US stocks today: Nasdaq ends lower as chip weakness offsets solid earnings, economic data
Among the 11 major sectors in the S&P 500, technology was one of the biggest percentage losers, with semiconductor stocks weighing heavily on the broader market.
Daily moves in chips have increasingly dictated the overall movement of the major U.S. stock indexes, particularly the tech-heavy Nasdaq.
“It comes strictly down to the weight of the chips in the S&P 500,” said Paul Nolte, senior wealth advisor & market strategist at Murphy & Sylvest in Elmhurst, Illinois. “Three or four years ago, it was 8%, and now it’s over 20%. If you look at the rest of the market, it’s doing fine.”
The weakness in chips, even after chip demand bellwether TSMC posted a 77% jump in quarterly profit, demonstrated the lofty expectations for a sector that has soared by nearly 70% so far this year.
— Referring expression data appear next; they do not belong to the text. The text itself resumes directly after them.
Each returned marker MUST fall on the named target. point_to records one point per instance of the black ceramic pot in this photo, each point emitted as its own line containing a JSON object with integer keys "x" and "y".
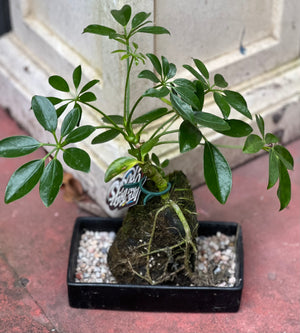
{"x": 153, "y": 298}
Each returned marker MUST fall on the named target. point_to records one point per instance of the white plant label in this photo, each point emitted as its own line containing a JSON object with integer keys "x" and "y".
{"x": 118, "y": 196}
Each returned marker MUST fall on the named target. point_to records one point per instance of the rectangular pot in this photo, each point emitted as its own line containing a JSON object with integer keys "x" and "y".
{"x": 153, "y": 298}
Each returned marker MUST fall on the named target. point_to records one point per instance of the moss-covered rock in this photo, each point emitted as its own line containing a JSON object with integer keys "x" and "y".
{"x": 150, "y": 246}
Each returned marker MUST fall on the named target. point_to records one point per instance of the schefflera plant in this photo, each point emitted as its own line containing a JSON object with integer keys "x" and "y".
{"x": 182, "y": 103}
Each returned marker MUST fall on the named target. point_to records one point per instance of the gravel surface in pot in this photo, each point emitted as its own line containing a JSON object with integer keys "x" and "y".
{"x": 215, "y": 262}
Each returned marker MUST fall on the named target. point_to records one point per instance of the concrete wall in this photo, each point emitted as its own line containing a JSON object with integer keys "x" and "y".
{"x": 254, "y": 44}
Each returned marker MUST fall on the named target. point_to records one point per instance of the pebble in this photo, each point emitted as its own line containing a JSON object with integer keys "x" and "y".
{"x": 216, "y": 254}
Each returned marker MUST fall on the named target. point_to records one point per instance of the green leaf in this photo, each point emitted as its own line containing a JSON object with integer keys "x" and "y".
{"x": 202, "y": 68}
{"x": 182, "y": 108}
{"x": 105, "y": 136}
{"x": 261, "y": 124}
{"x": 151, "y": 116}
{"x": 200, "y": 94}
{"x": 237, "y": 101}
{"x": 284, "y": 188}
{"x": 77, "y": 76}
{"x": 238, "y": 128}
{"x": 189, "y": 136}
{"x": 285, "y": 156}
{"x": 156, "y": 30}
{"x": 165, "y": 65}
{"x": 165, "y": 163}
{"x": 88, "y": 86}
{"x": 189, "y": 97}
{"x": 24, "y": 180}
{"x": 172, "y": 71}
{"x": 51, "y": 181}
{"x": 80, "y": 133}
{"x": 16, "y": 146}
{"x": 59, "y": 83}
{"x": 87, "y": 97}
{"x": 70, "y": 121}
{"x": 211, "y": 121}
{"x": 197, "y": 75}
{"x": 217, "y": 173}
{"x": 155, "y": 62}
{"x": 118, "y": 166}
{"x": 148, "y": 145}
{"x": 222, "y": 104}
{"x": 253, "y": 144}
{"x": 146, "y": 74}
{"x": 219, "y": 81}
{"x": 44, "y": 112}
{"x": 123, "y": 15}
{"x": 271, "y": 138}
{"x": 77, "y": 159}
{"x": 139, "y": 18}
{"x": 115, "y": 118}
{"x": 99, "y": 30}
{"x": 159, "y": 93}
{"x": 55, "y": 100}
{"x": 61, "y": 109}
{"x": 273, "y": 169}
{"x": 185, "y": 83}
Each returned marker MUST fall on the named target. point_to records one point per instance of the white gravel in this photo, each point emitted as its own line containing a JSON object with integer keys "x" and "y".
{"x": 216, "y": 255}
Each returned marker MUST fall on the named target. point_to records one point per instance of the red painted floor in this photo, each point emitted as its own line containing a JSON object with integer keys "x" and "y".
{"x": 34, "y": 246}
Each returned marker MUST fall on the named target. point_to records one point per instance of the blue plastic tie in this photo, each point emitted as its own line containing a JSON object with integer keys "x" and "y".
{"x": 149, "y": 195}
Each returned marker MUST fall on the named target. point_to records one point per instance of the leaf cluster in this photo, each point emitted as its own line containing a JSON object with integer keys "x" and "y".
{"x": 181, "y": 115}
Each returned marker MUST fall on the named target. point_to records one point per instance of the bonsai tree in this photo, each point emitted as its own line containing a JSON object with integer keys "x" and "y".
{"x": 157, "y": 239}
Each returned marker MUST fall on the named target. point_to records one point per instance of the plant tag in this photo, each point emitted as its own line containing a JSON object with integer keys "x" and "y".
{"x": 118, "y": 196}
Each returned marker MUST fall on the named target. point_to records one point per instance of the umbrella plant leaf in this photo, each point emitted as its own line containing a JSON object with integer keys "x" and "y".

U.S.-listed shares of the chipmaker lost ground on the day.
Memory-chip makers were among the biggest laggards, with SanDisk, Western Digital, Seagate Technology , and Intel among the largest percentage losers.
“This extreme volatility is very disconcerting for the average investor when they see these huge swings in their portfolio value,” said Tim Ghriskey, senior portfolio strategist at Ingalls & Snyder in New York. “(But) a number of the non-tech sectors are doing well, so it’s a real mix here.”According to preliminary data, the S&P 500 lost 37.78 points, or 0.50%, to end at 7,534.62 points, while the Nasdaq Composite lost 383.76 points, or 1.47%, to 25,885.47. The Dow Jones Industrial Average fell 109.13 points, or 0.21%, to 52,549.51.
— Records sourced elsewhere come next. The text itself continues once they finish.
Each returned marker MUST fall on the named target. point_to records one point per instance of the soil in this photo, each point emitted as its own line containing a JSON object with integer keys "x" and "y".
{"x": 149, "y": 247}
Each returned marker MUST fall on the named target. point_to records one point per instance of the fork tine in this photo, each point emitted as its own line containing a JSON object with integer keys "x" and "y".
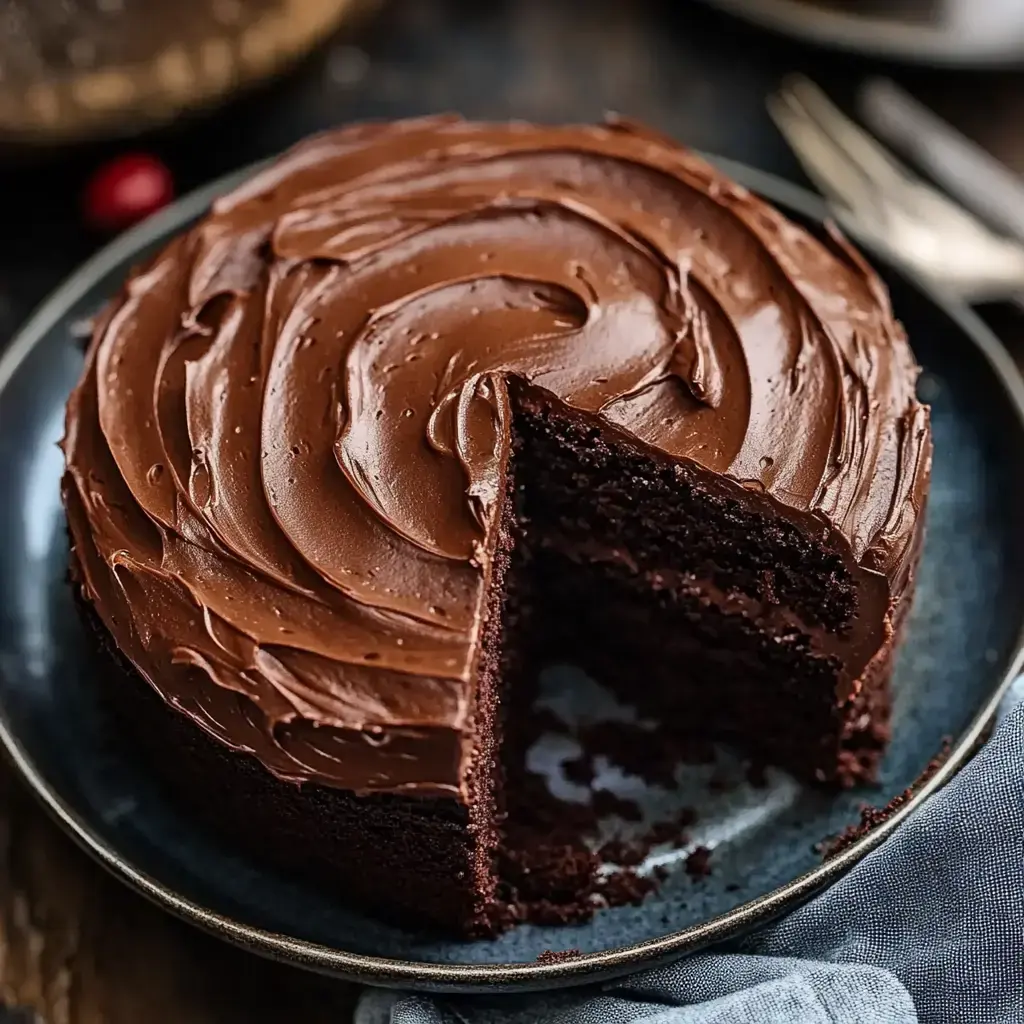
{"x": 824, "y": 162}
{"x": 869, "y": 155}
{"x": 892, "y": 182}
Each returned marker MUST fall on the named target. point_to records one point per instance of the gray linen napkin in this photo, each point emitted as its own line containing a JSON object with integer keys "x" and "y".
{"x": 928, "y": 928}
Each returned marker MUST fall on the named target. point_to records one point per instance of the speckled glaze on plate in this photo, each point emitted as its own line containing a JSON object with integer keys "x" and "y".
{"x": 962, "y": 651}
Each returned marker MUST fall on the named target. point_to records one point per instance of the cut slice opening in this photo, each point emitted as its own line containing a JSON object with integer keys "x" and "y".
{"x": 692, "y": 599}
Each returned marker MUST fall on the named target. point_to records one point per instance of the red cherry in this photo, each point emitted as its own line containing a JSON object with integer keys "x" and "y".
{"x": 125, "y": 190}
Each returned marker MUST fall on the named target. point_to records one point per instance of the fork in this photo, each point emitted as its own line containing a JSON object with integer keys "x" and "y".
{"x": 880, "y": 201}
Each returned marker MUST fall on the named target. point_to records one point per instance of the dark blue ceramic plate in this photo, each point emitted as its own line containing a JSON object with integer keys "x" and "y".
{"x": 960, "y": 654}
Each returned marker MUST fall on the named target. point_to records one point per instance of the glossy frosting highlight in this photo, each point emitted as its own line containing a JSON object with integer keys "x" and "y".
{"x": 286, "y": 454}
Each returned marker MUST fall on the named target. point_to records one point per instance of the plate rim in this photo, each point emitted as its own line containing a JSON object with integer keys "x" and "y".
{"x": 904, "y": 43}
{"x": 427, "y": 976}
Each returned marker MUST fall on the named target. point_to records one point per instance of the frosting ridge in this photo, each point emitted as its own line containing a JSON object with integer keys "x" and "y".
{"x": 287, "y": 452}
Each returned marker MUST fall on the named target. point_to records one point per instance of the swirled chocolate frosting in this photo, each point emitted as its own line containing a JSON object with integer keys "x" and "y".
{"x": 287, "y": 452}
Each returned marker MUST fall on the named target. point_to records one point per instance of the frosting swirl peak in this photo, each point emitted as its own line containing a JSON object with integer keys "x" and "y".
{"x": 287, "y": 453}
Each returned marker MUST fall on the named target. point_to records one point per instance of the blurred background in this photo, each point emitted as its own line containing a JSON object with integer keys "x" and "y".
{"x": 110, "y": 108}
{"x": 94, "y": 93}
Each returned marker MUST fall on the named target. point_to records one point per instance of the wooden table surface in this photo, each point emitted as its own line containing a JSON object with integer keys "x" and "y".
{"x": 75, "y": 945}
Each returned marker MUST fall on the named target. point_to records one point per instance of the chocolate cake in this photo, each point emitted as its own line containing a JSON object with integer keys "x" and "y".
{"x": 426, "y": 404}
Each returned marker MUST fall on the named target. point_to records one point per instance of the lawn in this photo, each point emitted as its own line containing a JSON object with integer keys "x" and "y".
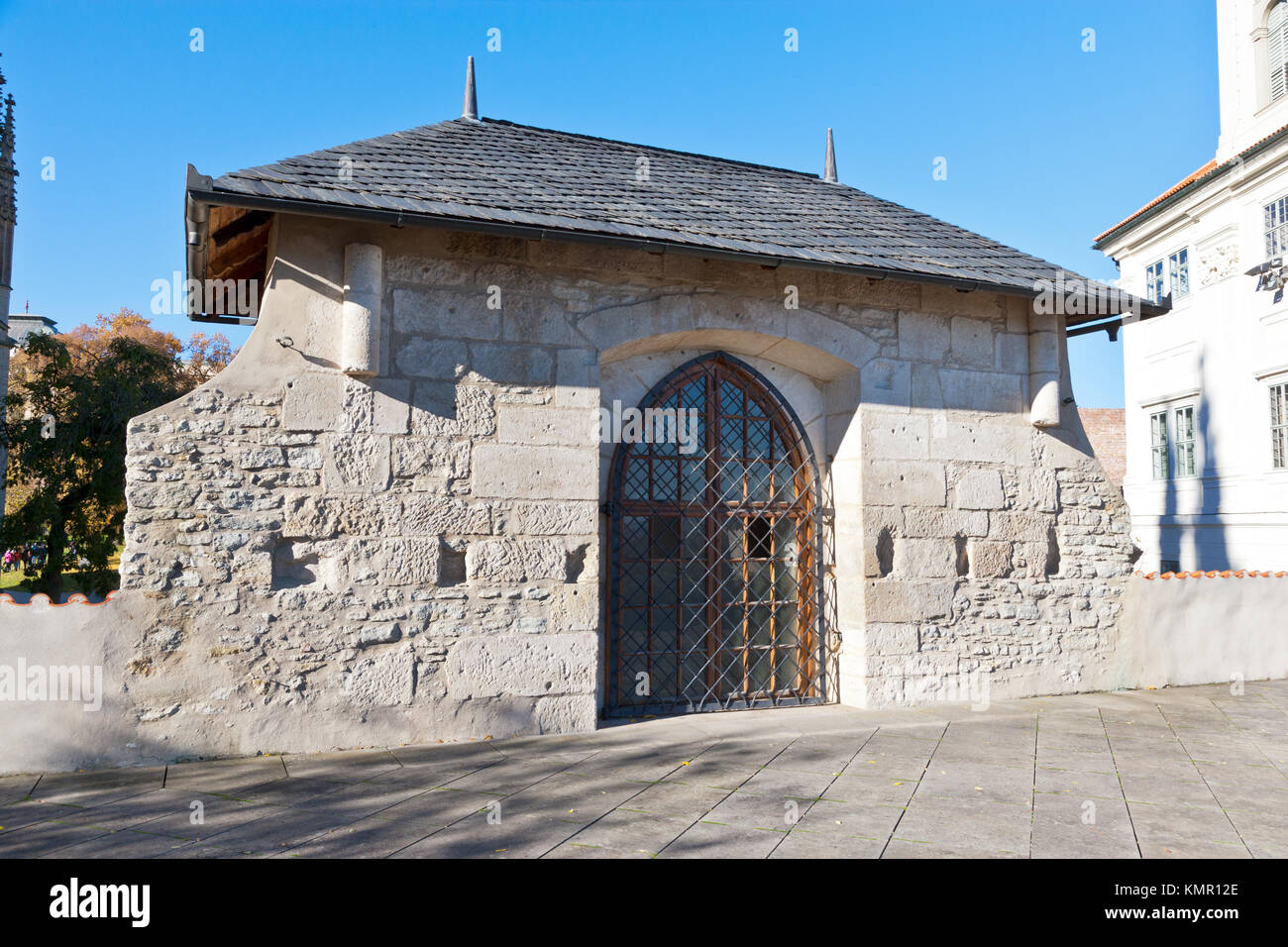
{"x": 14, "y": 579}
The Dow’s losses were cushioned in part by UnitedHealth Group’s advance after the company beat Wall Street earnings estimates and hiked its 2026 forecast.
United Airlines fell as surging oil prices weighed on its forward guidance.
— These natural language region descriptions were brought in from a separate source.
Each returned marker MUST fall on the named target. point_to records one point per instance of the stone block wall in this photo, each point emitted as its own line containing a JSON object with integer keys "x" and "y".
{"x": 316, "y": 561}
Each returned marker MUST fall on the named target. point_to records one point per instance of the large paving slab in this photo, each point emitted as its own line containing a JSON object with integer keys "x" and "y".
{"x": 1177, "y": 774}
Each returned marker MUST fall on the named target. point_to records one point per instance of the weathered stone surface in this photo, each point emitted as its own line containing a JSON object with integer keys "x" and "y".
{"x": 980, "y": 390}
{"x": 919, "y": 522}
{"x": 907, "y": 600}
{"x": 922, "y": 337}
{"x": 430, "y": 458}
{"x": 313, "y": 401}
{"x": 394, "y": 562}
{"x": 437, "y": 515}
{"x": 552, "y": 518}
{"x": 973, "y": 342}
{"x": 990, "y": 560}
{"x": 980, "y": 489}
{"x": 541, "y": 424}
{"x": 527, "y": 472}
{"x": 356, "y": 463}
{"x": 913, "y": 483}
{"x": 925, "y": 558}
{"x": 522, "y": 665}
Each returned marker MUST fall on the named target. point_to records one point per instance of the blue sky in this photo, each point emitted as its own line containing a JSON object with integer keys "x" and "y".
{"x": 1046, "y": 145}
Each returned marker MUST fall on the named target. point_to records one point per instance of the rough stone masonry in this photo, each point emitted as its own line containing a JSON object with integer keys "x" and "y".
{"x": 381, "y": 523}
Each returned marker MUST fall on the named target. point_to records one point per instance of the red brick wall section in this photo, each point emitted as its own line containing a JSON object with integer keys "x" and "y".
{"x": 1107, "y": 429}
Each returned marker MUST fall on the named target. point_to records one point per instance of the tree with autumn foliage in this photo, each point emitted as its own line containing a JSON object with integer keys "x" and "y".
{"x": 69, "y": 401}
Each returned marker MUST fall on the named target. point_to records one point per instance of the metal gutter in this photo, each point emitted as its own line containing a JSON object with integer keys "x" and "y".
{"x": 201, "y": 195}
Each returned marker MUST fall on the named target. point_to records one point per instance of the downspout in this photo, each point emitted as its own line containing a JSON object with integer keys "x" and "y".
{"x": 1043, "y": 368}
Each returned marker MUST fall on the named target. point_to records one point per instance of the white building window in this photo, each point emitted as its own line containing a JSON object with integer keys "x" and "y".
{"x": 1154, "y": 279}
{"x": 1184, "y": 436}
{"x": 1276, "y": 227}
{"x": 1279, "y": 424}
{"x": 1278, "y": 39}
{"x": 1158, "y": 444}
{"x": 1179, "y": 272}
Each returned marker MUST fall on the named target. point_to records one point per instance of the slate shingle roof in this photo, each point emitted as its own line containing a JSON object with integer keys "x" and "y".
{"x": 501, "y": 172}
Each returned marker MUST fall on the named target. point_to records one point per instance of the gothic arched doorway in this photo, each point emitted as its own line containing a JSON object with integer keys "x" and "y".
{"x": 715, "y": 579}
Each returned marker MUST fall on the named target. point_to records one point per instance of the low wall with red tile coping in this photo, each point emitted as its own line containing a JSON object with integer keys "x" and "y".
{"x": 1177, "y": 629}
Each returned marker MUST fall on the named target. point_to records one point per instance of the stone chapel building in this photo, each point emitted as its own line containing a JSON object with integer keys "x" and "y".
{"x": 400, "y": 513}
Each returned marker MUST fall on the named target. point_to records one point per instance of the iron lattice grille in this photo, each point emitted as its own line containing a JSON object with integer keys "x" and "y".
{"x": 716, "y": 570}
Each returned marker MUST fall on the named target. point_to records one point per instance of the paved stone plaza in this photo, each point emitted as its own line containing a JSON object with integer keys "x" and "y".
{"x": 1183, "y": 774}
GE Aerospace slid even after the company lifted its 2026 profit forecast.
Analysts have set a high bar for second-quarter earnings season. S&P 500 companies, in aggregate, are expected to post year-on-year earnings growth of 24.8%. Technology earnings alone are seen jumping 65.5% from the year-ago quarter, according to the latest available data from LSEG.
SOLID RETAIL SALES, LOW JOBLESS CLAIMS, WEAK HOUSING DATA
A spate of U.S.economic indicators released on Thursday showed solid core retail sales, a drop in jobless claims and surging manufacturing activity in the Northeast.
Less positive data came from the housing sector, with a bigger than expected drop in pending home sales and souring homebuilder sentiment reflecting high borrowing costs and strained affordability for would-be homebuyers.
The U.S. and Iran extended their barrage of airstrikes, prolonging a week-long escalation that has all but voided last month’s truce. But Iran’s release of a U.S. citizen suggested a path remains for the two sides to avert the resumption of all-out war.